Free market economics is dependent on the consumer having access to the information necessary to a make a choice. There is no way, unless you are or are married to a human resources professional, to understand exactly what you are getting when you purchase healthcare.
I offer my story as the ultimate example. I have the hated Blue Cross/Blue Shield. When I looked at the information when I signed up, I saw the usual claim of covering out of network providers 80/20. Which I was used to. But this is where not having access to all the information bites you on the butt.
I had a miscarriage on September 25th, as some of you may remember.

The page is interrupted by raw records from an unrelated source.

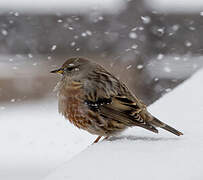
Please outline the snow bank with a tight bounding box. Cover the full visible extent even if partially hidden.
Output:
[145,0,203,13]
[46,71,203,180]
[0,0,126,16]
[0,99,95,180]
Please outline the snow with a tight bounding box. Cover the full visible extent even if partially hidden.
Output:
[0,0,126,16]
[45,70,203,180]
[144,0,203,13]
[0,99,95,180]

My ob/gyn, who I have seen for years, is out of network. When I had my first child, we paid all of $800 to have the baby. Guardian ALliance PPO paid every penny of the hospital bill, the anesthesiologist, and a true 80% of the doctor's bill. Pain free, easy. BC/BS is no Guardian Alliance. BC/BS DID cover the hospital bill (they actually paid the hospital MORE than the fee) and the anesthesiologist bill. But the doctor's fee was $1300. BC/BS wrote a check for a whopping $284. I'm responsible for the remaining $1,000.
So, what happened? How did the 80/20 ratio get flipped? All together now: reasonable and customary charges! Yes! Of course. BC/BS has somehow determined that the appropriate charge for a miscarriage at 8 weeks is $418. That's it. So they did indeed cover 80%-of the reasonable and customary.

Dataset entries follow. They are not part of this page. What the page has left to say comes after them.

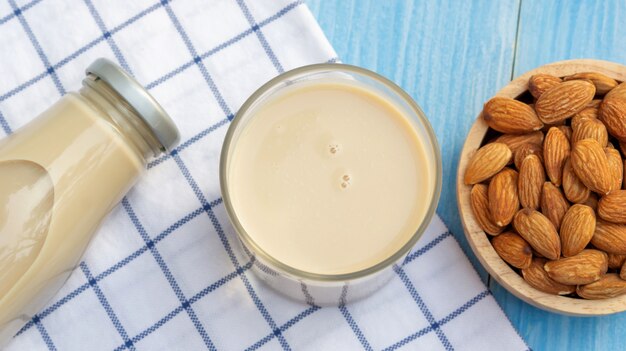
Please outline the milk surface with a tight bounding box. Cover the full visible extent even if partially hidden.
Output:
[228,81,434,274]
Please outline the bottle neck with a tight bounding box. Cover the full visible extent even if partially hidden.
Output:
[78,74,164,162]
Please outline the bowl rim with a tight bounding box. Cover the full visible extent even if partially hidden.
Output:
[456,59,626,316]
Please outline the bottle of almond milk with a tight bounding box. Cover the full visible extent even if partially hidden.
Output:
[0,59,179,347]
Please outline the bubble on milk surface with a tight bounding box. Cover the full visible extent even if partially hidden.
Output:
[341,174,352,189]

So, I'm pretty pissed. Currently, we are covering two sets of insurance--mine and my husband's. Sadly, we both have BC/BS. So we're trying to choose. I want to stay with my doctor, despite the run-around last time. She knows my history, and she was very kind to me the night of the D&C. So my brilliant thought was to call our respective insurance and find out what they determined is reasonable and customary for a full term pregnancy. You need information to make a decision, right?
THEY WON'T TELL US.
The refused to answer the question. I have NO WAY to know what they would reimburse me for if I stayed out of network. I am so angry, I'm ready to scream. How is this a free market for healthcare? I can't access any plan I want, because if I could I would sign back up with Guardian in a heartbeat. I can't switch whenever I want, I have to wait until next November to exercise my "free market" choice. Dammit, I want to have a baby by next November, thank you very little. And now I don't have access to the information I need.

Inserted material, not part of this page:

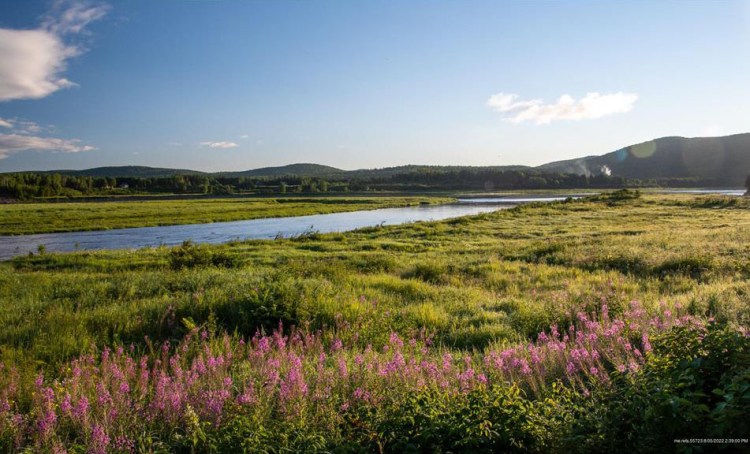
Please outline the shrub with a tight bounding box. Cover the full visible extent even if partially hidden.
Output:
[169,240,237,270]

There is a way, in the spirit of the free-wheelin' Internet, to subvert this informational void. There's a website called OutOfPocket.com, where people are encouraged to post the details from their explanation of benefits. I plan on posting every single EOB I ever get. Go, check it out, and if you're so inclined, help it out. Its gonna take a while for the site to be truly useful, so it needs all the help it can get.
Free market economics for healthcare is nonsense. Give me universal, single-payer healthcare, NOW!
(I didn't even get into the bullshit about how labwork ordered by my in-network endocrinologist results in me writing a triple digit check because the lab was out of network. GRRRRRRRRRRRR!)